Tetapi tetap saja, dia menolak memberikan tanggapan. Alpha itu menggertakkan rahangnya sampai otot-ototnya tegang dan menghela napas dalam-dalam seperti banteng yang marah, mengosongkan dirinya dari kemarahan. "Ya, terserah."
Grayson menundukkan kepalanya, wajahnya pucat pasi. "Maafkan aku, Ash."
Hening sejenak, hanya mereka berdua yang berdiri diam di dalam lift. Alpha yang lebih besar menghela napas dalam dan menepuk kepala Asher, cukup lama untuk mengacak-acak rambutnya. "Istirahatlah," katanya. Lalu dia menekan tombol di lift dan melangkah keluar, membiarkan pintu tertutup di belakangnya.
Cecilia tidak memperhatikan orang asing itu saat suara lembut mekanisme lift membawa Grayson pergi. Dia bisa merasakan mata Alpha itu menatapnya, tapi dia menolak untuk menatap balik. Sebaliknya, dia memandang ke tempat Grayson berdiri tadi, bertanya-tanya bagaimana dua orang yang sangat berbeda bisa tampak begitu dekat.
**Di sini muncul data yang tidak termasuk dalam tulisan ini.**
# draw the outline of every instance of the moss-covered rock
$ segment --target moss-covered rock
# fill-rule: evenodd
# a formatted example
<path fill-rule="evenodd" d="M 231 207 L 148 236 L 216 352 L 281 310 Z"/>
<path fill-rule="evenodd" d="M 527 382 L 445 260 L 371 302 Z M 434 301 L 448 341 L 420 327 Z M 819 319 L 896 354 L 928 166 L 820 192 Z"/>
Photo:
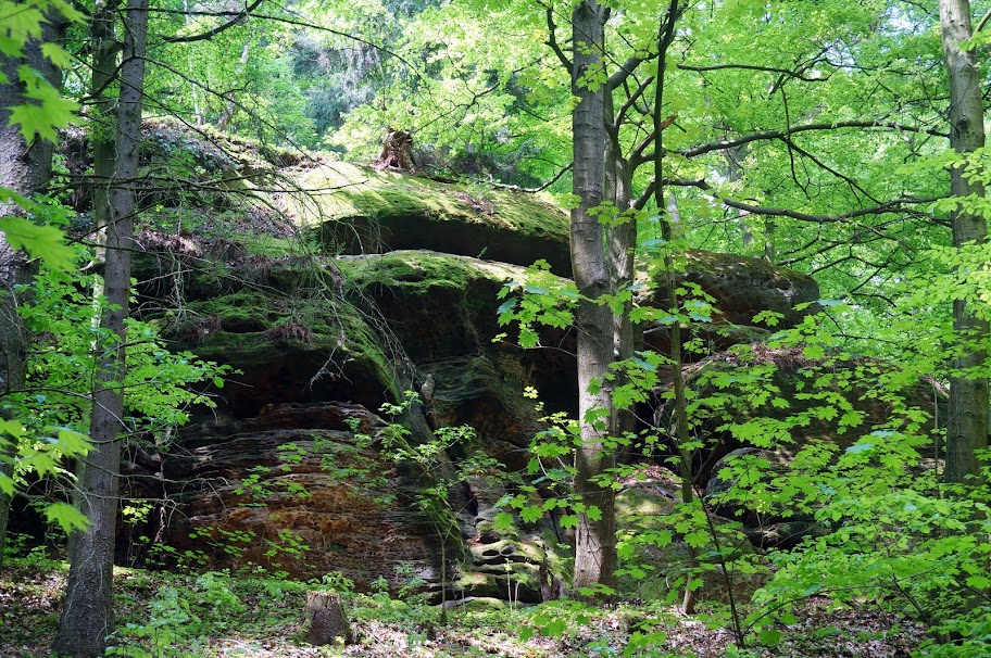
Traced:
<path fill-rule="evenodd" d="M 570 273 L 568 217 L 534 194 L 344 163 L 291 175 L 306 192 L 288 206 L 328 253 L 428 249 Z"/>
"Grayson tidak ingin tidur denganmu," kata Alpha itu, hidungnya mengernyit seolah-olah mencium sesuatu yang busuk. "Jangan tunggu dia."
Cecilia meringis mendengar nada jijik dalam suaranya, tapi dia tidak mengakui lebih dari sekadar sekilas pandang. Dia seumuran dengan Grayson, tapi berpakaian lebih santai dibandingkan yang lain. Rambut merahnya disisir rapi ke belakang, tangannya dimasukkan ke dalam saku jeans. Cecilia baru saja bertemu dengan Alpha ini dan dia sudah memutuskan bahwa dia adalah seorang pelacur.
Baiklah. Jika dia ingin memperlakukannya seperti pelacur, dia akan bertindak seperti pelacur.
Cecilia memaksa bahunya untuk rileks dan berkata, "Begitu ya? Sayang sekali. Aku sebenarnya ingin menghabiskan malam dengan Tuan Grayson."
Ada kilatan kemarahan di matanya saat dia tampaknya menangkap sarkasme Cecilia. "Siapa kamu sebenarnya?" katanya, mendekat. Cecilia merasa terintimidasi oleh kehadirannya, tapi dia berani untuk tidak menunjukkannya.
"Aku hanya pembantu rumah tangga," jawabnya, tetap berdiri tegak. "Ada yang bisa aku bantu?"
Dia mendengus, mengangkat dagunya ke arah Cecilia. "Omega bodoh. Kamu tidak diinginkan di sini."
Cecilia merasa pipinya memerah dan berdoa agar kemarahannya tidak terlihat. Alpha ini tidak akan bisa mengganggunya—tidak setelah semua yang dia lalui. Dia tidak berbeda dari yang lain. Dia bisa menahan ini.
"Mungkin aku harus pergi sekarang?" katanya. "Sekarang Tuan Grayson sudah aman di dalam, aku yakin kamu tidak membutuhkanku."
Apapun kemarahan yang terbakar dalam diri Alpha ini tampaknya berlipat ganda. Rahangnya menegang melihat Cecilia dan dia membuka mulut untuk berbicara, tapi sebelum dia bisa—
Pintu lift terbuka lagi dan aroma yang familiar membuat jantung Cecilia berdegup kencang. Tembakau dan musk.
Alpha yang muncul dari bayang-bayang itu sangat mirip dengan yang tidur dengannya semalam.
"Di mana dia? Di mana Omega itu?" dia menggeram, mata ambernya yang tajam menyapu ruangan. Rahangnya yang tajam mengeras saat dia melihat Cecilia, bergerak mendekatinya dengan hawa nafsu.
"Akhirnya," katanya pelan. "Aku menemukanmu."